A number of past pay disputes regarding Cityclean employees, which were resolved in 2009, have provided the opportunity for the Council to introduce a “modernisation proposal”. The proposal, announced in January 2013, could see employees lose up to £4,000 per year from their annual salary.
Under the façade of an equal pay dispute, the council are seeking to cut the salaries of employees in order to reduce spending by Brighton & Hove City Council. The council vote on the 8th May has seen the Green Party utterly shamed. The proposal was accepted with all four Green councillors and all Conservative councillors voting in favour, and the two lone Labour councillors staunchly opposing. Caroline Lucas, the Green MP for Brighton & Hove, responded with condemnation of her fellow party members.
The response among workers has been incredibly dramatic. The Cityclean employees, consisting of more than one hundred street-sweepers, refuse and recycling collectors, immediately refused to work. For two days litter began to pile up on the streets, obstructing paths and attracting sea-gulls - the notorious local scavenger birds who have ensured widespread awareness of the Cityclean worker’s protest by tearing open bin-bags throughout the seaside city. According to Mark Turner of GMB, the trade union of the Cityclean workers, “There's not a single member of the workforce who does not support the union on this” (The Argus). The workers, who have now returned to work, will be balloting for strike action.
Caroline Lucas has firmly pledged her support for the GMB, visiting the workers and announcing that she would be joining their picket line against her fellow Green Party members. However, despite her heroic and commendable efforts, the decisions by the Green councillors and its convener, Jason Kitcat (who has been blamed personally), have served to thoroughly discredit the party as a friendly “alternative” to mainstream politics. The Greens have been labelled as “Tories on bikes”, a sentiment echoed by Mark Turner who claimed, “The Greens are bottling out...They are getting other people to do their work for them. They have not got the guts to do their job.” (The Argus)

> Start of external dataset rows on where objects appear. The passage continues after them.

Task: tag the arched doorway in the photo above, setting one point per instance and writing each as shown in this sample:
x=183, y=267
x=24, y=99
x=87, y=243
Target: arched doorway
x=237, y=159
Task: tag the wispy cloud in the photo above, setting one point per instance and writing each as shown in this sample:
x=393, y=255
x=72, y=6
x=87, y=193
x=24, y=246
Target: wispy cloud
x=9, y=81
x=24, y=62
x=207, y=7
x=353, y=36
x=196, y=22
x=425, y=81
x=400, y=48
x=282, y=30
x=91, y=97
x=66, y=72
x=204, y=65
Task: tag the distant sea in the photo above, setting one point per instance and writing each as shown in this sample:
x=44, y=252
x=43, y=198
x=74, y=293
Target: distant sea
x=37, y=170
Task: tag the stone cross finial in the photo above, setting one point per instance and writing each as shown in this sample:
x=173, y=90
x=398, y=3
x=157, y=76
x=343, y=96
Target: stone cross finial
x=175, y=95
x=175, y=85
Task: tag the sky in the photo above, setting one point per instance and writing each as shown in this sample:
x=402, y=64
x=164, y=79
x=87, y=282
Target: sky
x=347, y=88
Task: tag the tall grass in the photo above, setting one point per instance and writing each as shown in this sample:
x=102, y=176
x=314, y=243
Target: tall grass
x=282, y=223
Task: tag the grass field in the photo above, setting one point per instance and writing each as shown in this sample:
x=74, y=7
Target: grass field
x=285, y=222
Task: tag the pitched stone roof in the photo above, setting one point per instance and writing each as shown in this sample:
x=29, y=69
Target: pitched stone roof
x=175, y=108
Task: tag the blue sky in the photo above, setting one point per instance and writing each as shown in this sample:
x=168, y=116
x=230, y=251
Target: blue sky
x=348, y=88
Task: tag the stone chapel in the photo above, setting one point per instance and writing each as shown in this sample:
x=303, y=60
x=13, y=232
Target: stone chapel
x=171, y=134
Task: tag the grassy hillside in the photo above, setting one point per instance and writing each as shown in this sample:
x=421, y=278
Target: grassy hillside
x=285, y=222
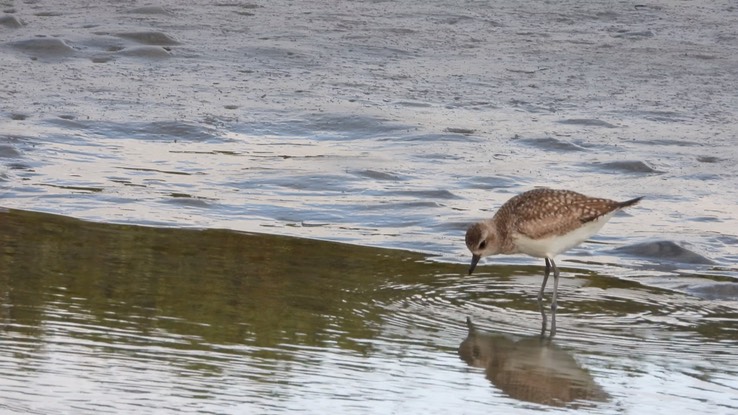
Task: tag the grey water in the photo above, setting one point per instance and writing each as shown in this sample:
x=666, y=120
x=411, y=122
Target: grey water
x=259, y=206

Brighton & Hove City Council has provided the perfect case study: despite the clean and ecologically-friendly reputation of East Sussex, it is clear that the respect for such an environment and its working population is now wholly secondary on the agenda compared to the priority of enforcing spending cuts in the interest of maintaining British capitalism. This is what happens if you do not have a clear class point of view. The only way to fight for the environment is against the capitalist system, which means fighting for a socialist programme.
Conservation, sustainable energy and resources and the protection and well being of our planet should be of concern to the working class, this is indisputable. However, within the constraints of the capitalist system, it is not possible to reconcile environmental consciousness with the relentless profit-seeking mentality of the bourgeoisie. Only when power is acquired internationally by the working masses, when the economy is mobilised in the interests of humanity and not in the interests of profit, will concern for the environment be manifested into genuine, tangible and progressive reform of the way in which humanity harnesses natural resources.